Abstract

The efficiency of chemotherapeutic drugs has been drastically compromised by their undesired side effects. Drug delivery via amphiphilic block copolymer (ABP)-based nanoassemblies has received considerable attention as a new therapeutic method to selectively deliver chemotherapeutic drugs to tumors. Nevertheless, one of the persisting challenges for this therapeutic method is the slow degradation of the nanoassemblies and the sluggish release of encapsulated drugs in the cancer cells. To circumvent this problem, a variety of cleavable linkages have been integrated in the nanoassemblies that can be degraded in response to endogenous stimuli found in tumor environments. Particularly, tumors are known to be acidic and have higher concentrations of cytosolic glutathione (GSH) compared to normal cells.

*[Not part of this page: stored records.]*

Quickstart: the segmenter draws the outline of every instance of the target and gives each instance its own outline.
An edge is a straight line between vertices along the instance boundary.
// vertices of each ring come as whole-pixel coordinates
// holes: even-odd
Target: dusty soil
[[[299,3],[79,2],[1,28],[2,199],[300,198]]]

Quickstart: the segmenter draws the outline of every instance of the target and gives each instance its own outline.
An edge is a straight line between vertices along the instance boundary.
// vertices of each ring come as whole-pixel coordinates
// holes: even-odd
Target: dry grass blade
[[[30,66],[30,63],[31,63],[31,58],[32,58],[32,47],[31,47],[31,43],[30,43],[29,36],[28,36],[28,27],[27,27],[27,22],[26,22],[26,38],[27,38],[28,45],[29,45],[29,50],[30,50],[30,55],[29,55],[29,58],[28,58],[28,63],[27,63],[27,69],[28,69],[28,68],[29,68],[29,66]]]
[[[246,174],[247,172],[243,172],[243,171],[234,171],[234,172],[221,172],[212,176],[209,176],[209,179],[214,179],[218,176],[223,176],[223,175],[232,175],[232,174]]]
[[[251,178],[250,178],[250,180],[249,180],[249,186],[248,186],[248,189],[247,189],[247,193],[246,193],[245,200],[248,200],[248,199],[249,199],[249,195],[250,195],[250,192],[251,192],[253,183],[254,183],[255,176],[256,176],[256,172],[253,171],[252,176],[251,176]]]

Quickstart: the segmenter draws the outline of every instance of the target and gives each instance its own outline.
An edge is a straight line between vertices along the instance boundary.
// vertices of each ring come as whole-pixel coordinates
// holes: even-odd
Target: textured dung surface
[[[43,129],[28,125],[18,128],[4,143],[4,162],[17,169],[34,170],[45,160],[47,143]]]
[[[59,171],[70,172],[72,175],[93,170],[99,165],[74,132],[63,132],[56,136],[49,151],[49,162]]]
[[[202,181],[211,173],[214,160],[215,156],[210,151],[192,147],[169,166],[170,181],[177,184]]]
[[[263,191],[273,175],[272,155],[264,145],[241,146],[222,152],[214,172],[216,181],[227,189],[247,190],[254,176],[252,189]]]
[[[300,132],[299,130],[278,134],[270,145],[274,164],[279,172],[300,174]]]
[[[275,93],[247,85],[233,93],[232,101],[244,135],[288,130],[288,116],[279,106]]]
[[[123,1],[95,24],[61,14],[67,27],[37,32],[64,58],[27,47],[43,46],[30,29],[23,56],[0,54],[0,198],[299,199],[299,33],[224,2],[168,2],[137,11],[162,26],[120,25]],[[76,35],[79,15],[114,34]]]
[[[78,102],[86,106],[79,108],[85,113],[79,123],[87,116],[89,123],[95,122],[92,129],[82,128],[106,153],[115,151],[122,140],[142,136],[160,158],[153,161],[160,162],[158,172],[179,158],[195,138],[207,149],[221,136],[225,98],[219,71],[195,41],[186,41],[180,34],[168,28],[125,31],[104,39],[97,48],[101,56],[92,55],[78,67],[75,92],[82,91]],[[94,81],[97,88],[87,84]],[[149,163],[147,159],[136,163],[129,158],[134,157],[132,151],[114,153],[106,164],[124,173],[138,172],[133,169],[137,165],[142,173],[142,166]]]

This thesis describes the investigation of novel strategies for the synthesis of dual location acid- and dual acid/GSH-degradable ABPs for intracellular drug delivery. Various ABPs were synthesized via atom transfer radical polymerization (ATRP), reversible addition fragmentation chain transfer (RAFT) polymerization and concurrent ATRP/RAFT polymerization to study their structure-property relationships for effective intracellular drug delivery. These copolymers were designed to have acid-labile acetal or ketal groups and GSH-cleavable disulfide linkages at a junction of hydrophilic and hydrophobic blocks and in hydrophobic blocks. They self-assembled to spherical micelles with cleavable linkages at the hydrophobic core or the interface. The studies of acid or/and GSH-responsive degradation and disassembly revealed that the cleavage of acid- and GSH-cleavable linkages results in disassembly of nanoassemblies through the synergistic shedding of hydrophilic corona as well as the loss of the hydrophobic/hydrophilic balance of micelles core. The nanoassemblies were successfully loaded with Doxorubicin (a clinically used anti-cancer drug) and exhibited enhanced drug release in the presence of acidic or/and GSH stimuli. Promisingly, dual-location acid and acid/GSH degradable nanoassemblies showed biocompatibility, anti-cancer activity and cellular uptake in HeLa cancer cells.